Prévue initialement jusqu’au 2 mai 2021, « Ici, Là », la magistrale exposition de Gérard Traquandi au Musée Cantini est prolongée jusqu’au 26 septembre avec un accrochage réduit et un peu déséquilibré uniquement au rez-de-chaussée. La chronique qui suit rend compte de la version en place jusqu’à la réouverture du musée…

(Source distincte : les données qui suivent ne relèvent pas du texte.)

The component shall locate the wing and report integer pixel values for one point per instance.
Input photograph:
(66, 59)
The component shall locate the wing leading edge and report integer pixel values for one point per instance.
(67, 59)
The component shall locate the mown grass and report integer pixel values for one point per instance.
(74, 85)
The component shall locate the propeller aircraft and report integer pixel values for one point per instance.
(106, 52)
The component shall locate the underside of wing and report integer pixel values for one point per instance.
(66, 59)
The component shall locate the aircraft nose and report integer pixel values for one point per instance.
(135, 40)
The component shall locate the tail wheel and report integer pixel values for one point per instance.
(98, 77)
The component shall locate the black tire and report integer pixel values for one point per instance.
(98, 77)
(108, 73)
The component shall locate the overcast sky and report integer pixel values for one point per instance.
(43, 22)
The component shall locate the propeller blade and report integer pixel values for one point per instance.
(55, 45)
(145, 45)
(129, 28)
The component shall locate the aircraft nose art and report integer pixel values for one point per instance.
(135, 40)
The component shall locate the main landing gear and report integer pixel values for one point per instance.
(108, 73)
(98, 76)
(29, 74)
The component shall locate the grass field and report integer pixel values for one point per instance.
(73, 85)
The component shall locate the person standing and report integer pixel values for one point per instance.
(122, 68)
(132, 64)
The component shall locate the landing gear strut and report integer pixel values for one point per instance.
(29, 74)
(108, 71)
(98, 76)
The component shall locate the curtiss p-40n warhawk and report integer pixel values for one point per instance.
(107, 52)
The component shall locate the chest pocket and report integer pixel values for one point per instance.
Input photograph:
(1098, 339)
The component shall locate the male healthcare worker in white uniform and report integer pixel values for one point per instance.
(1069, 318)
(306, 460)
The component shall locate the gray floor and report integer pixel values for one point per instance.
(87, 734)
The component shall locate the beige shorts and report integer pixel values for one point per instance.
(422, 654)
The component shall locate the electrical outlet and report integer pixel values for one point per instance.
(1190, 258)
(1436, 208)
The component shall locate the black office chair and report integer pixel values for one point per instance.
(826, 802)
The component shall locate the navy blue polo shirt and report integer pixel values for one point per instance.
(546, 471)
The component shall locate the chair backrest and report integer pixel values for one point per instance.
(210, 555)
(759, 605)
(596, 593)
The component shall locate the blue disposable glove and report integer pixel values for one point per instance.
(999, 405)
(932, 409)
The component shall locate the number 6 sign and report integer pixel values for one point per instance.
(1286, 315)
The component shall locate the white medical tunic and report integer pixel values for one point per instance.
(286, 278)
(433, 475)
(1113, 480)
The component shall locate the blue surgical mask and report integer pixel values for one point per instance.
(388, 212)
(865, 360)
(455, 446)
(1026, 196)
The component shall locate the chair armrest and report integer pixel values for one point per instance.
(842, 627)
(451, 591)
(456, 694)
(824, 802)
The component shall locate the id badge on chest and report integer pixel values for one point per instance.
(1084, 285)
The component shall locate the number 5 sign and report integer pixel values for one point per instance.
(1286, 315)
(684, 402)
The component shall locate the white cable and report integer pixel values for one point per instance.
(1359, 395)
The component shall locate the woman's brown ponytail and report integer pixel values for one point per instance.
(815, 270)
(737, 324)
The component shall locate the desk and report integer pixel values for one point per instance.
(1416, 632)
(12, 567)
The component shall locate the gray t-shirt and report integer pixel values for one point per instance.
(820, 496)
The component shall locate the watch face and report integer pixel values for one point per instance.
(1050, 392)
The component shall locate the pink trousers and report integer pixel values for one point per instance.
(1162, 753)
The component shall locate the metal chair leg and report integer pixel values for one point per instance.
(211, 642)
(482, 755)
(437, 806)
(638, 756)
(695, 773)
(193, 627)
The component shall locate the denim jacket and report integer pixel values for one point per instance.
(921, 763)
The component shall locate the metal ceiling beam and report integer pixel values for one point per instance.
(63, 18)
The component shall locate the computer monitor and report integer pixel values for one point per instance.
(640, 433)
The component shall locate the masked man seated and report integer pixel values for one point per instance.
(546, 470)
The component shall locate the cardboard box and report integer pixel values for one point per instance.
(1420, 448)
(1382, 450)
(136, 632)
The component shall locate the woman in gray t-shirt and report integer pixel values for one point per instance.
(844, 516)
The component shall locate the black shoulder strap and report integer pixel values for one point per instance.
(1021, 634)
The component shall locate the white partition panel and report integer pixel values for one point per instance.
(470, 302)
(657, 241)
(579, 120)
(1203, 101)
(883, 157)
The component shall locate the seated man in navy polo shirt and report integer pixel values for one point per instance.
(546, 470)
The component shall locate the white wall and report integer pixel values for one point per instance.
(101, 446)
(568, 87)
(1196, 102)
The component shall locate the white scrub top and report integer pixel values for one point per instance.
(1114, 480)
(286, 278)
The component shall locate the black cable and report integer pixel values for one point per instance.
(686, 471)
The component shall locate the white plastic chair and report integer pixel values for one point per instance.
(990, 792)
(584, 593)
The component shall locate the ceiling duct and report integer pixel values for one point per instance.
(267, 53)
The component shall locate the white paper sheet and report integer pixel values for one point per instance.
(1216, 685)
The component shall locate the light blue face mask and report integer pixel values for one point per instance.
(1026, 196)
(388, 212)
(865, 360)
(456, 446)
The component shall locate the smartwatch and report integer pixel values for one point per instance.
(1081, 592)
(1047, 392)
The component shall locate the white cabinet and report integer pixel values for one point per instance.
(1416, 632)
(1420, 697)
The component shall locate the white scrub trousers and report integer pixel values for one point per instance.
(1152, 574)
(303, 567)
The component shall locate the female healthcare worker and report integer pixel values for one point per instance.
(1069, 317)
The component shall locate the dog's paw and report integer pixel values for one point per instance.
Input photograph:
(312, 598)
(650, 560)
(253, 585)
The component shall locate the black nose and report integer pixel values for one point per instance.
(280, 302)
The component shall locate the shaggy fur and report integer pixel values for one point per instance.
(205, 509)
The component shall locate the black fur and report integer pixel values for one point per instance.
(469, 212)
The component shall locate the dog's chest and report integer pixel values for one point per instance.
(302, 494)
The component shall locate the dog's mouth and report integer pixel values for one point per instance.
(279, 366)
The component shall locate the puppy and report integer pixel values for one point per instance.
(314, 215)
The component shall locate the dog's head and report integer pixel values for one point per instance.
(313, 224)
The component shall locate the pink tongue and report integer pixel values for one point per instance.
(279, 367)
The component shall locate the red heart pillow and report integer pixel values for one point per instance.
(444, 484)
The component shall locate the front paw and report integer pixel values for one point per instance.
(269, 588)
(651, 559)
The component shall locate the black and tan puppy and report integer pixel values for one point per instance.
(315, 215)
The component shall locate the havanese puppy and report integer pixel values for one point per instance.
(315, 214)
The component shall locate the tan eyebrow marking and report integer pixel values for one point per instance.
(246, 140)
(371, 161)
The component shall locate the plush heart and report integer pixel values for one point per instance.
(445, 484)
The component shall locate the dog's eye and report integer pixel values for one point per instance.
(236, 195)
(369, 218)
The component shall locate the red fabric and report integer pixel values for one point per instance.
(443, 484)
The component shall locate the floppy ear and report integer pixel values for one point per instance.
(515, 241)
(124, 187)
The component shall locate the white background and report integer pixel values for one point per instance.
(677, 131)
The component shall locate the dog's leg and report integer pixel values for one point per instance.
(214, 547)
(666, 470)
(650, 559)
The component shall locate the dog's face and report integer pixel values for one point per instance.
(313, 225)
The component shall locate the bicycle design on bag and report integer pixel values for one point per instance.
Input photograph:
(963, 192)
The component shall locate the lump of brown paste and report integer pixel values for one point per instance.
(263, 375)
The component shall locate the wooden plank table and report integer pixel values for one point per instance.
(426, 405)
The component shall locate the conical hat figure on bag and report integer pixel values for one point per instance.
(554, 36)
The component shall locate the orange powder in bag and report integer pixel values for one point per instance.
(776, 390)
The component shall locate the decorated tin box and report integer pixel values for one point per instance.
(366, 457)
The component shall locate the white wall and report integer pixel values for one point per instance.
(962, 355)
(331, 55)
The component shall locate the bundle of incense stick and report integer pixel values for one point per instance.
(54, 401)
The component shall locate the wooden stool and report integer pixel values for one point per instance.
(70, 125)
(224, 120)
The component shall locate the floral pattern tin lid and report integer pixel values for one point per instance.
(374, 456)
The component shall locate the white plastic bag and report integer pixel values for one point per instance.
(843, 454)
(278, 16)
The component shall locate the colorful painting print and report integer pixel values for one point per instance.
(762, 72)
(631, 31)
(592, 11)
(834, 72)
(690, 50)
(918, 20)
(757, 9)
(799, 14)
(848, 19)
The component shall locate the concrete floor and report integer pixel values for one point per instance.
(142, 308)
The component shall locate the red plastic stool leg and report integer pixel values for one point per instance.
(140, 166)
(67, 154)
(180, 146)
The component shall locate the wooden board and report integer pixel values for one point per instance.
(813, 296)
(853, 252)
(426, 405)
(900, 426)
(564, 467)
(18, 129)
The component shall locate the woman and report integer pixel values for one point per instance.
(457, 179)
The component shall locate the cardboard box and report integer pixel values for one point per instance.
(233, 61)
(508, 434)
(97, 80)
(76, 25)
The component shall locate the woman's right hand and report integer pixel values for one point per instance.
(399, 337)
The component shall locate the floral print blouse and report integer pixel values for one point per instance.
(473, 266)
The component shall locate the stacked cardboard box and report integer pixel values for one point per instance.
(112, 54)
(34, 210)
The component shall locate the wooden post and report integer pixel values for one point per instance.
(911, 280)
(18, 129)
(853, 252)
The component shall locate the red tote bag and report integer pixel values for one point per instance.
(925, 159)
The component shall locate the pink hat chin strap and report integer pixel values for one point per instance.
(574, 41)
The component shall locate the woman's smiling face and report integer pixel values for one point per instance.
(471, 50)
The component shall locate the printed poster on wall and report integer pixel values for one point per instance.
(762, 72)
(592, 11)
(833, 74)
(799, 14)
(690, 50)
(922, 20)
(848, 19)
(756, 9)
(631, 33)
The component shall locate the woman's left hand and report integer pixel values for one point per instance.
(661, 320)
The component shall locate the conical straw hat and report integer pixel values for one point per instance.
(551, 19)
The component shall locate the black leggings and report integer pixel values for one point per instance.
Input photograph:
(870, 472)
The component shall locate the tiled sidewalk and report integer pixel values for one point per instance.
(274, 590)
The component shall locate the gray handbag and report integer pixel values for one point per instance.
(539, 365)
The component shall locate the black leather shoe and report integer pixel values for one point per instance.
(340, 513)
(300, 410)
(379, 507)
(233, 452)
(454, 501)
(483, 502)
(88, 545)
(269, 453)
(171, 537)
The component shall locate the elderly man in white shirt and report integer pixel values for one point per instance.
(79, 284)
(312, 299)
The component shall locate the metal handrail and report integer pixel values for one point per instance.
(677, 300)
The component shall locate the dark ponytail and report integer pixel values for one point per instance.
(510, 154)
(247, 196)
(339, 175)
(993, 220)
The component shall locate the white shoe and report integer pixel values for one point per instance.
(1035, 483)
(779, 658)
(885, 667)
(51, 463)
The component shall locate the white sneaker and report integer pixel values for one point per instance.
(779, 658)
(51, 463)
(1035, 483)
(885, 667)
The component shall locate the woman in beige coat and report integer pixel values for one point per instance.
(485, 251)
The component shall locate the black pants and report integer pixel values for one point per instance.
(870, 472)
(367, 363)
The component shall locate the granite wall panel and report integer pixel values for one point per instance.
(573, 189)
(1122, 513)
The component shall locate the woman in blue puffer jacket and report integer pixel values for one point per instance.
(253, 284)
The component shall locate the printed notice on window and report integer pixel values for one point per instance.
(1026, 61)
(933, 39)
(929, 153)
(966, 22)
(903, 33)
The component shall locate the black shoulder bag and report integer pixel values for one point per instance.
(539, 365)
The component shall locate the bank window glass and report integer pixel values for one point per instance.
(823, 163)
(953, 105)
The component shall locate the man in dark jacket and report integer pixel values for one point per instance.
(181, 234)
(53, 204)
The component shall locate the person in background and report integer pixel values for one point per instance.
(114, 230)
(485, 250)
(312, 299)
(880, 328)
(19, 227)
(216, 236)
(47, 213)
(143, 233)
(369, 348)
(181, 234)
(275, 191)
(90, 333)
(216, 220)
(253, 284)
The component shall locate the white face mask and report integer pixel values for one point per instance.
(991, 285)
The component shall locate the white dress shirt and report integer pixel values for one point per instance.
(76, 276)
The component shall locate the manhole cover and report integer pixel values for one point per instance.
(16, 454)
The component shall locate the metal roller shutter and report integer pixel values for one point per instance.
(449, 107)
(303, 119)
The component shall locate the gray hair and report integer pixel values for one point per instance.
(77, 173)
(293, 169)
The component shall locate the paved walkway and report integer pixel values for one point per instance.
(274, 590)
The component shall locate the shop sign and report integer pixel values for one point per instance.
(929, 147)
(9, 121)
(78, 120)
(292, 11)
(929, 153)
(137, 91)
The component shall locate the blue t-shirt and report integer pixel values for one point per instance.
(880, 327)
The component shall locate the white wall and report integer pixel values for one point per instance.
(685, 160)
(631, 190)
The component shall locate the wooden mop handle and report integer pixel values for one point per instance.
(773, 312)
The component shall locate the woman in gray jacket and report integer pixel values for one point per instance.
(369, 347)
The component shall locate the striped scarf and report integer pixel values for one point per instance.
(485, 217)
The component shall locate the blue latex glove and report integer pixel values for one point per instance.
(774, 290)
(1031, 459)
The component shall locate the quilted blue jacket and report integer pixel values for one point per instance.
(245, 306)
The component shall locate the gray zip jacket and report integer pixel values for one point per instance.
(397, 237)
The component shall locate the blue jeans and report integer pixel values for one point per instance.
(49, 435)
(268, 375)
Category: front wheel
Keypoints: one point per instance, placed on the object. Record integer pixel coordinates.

Gérard Traquandi, Sans titre, 2019 – « Ici, Là » au Musée Cantini – Marseille
À l’entrée du musée, sur la gauche d’une très belle toile Sans titre de 2019, Gérard Traquandi accueille le visiteur avec ces lignes où tout est dit avec sobriété et élégance :
« Ici, Là
Deux adverbes,
séparés, ils sont synonymes,
rapprochés, ils deviennent antonymes.
Ici le motif, là le peintre,
ici le tableau, là le regardeur.
Peindre c’est emmener à la surface du tableau ce qui est ou a été vu.
Entre le monde et ses représentations,
la tension née de cette expérience
est au cœur de nos incertitudes de vie.
Cet espace contient à la fois
nos doutes, nos peurs, nos espoirs »
Ces dernières années, Gérard Traquandi a souvent endossé dans la région le rôle de commissaire d’exposition : à l’Abbaye de Montmajour en 2016, à l’Abbaye de Silvacane en 2017 et à l’Espace de l’Art Concret de Mouans-Sartoux en 2020. Dans ces architectures singulières, son travail dialoguait avec celui d’autres artistes.
Au musée Cantini, « Ici, Là » rassemble une centaine d’œuvres pour un projet très personnel. À l’exception de quatre toiles issues de collections privées et de deux autres tableaux prêtés par les galeries Laurent Godin et Catherine Issert, toutes les œuvres proviennent de l’atelier de l’artiste.
Plusieurs toiles inédites ont été peintes à la fin de l’année 2020 pour l’exposition. Leurs dimensions, leurs nuances chromatiques ont été choisies avec la perspective d’un accrochage déterminé pour des salles spécifiques du Musée Cantini, avec l’ambition de proposer une progression « dans la couleur ».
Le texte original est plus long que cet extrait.